Corre o ano de 2018, a Ordem dos Médicos Dentistas celebra 20 anos de existência e a nossa classe atinge o quinto dígito. Por isso, hoje falarei de Cheloniidae, mais vulgarmente conhecida como tartaruga marinha. E porquê? A analogia é quase impossível de não ser feita e vi-me forçado a utilizar esta rubrica para o fazer.

Pela primeira vez não escrevo sobre negócio, patient experience ou neurociência, hoje escrevo qual David Attenborough num programa de vida selvagem. Comecemos pelo eclodir do ovo, as tartarugas-fêmeas colocam milhares de ovos e desses apenas uma ou duas chegarão a ser tartarugas adultas, tal como as faculdades que colocam tantos ovos, mas nem todos maturam. Mas não há motivo de preocupação, esta taxa de mortalidade é algo natural, essas tartarugas recém-nascidas servem de alimento a outros animais e ajudam a manter a biodiversidade, assim como muitos de nós servimos de alimento a grandes redes de clínicas.

Um dado fascinante sobre esta família de espécies é a sua capacidade de ler o campo magnético da Terra. Desta forma, assim que nascem, as tartaruguinhas sabem para onde fica o Mar, da mesma forma que muitos de nós sabemos o caminho de França, Suíça, Holanda, Reino Unido…. Só quando atingem a sua maturidade reprodutiva (aos 30 anos) é que estes seres de carapaça dura regressam à sua praia natal para dar início a um novo ciclo.

Mas a vida não é fácil para estes serem quelónios, foram continuadamente explorados durante séculos pelas mais diversas indústrias e a sua existência está severamente ameaçada.

Ironias à parte, saíram agora os “Números da Ordem” e o cenário não é o mais animador. Por outro lado, e só é um clichê porque é mesmo verdade, é que é na crise que se criam os maiores impérios. Acredito que o “sobrepovoamento” do nosso Habitat estimula ainda mais os colegas que por cá ficam a excederam-se e a singrarem profissionalmente.

Somos muito modelados desde cedo a dizer: NÃO! Houve um paciente que queria tratamento ortodôntico, mas não se queria ver com brackets, em vez de dizer NÃO, inventou-se o Invisalign®. Outro paciente precisou de uma reabilitação com implantes de toda uma arcada, mas não queria esperar por enxertos e levar a prótese no mesmo dia, em vez de dizer que NÃO, inventou-se a técnica sobre 4 implantes. Ainda outro quis ter um preview quase imediato de como ficaria no final do tratamento com as suas coroas e facetas, mas queria tudo para ontem, em vez de levar um NÃO, inventou-se o DSD®.
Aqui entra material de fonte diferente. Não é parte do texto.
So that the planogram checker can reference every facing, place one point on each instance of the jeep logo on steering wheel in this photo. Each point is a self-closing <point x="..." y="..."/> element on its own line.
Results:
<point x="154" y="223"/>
Normalmente dirijo-me aos colegas que são donos de clínicas, ou aos gestores de clínicas dentárias. Este artigo, no mês do Congresso da OMD em que a mesma faz o seu 20º aniversário, dedico-o aos colegas que iniciam agora o seu percurso profissional. Mais do que ser Excelente, porque podemos fazer os melhores cursos e ler os melhores livros, há que tentar ser um pouco diferente e criativo. O mercado precisa de jovens e os jovens têm que trazer inovação. Vamos Tartarugas!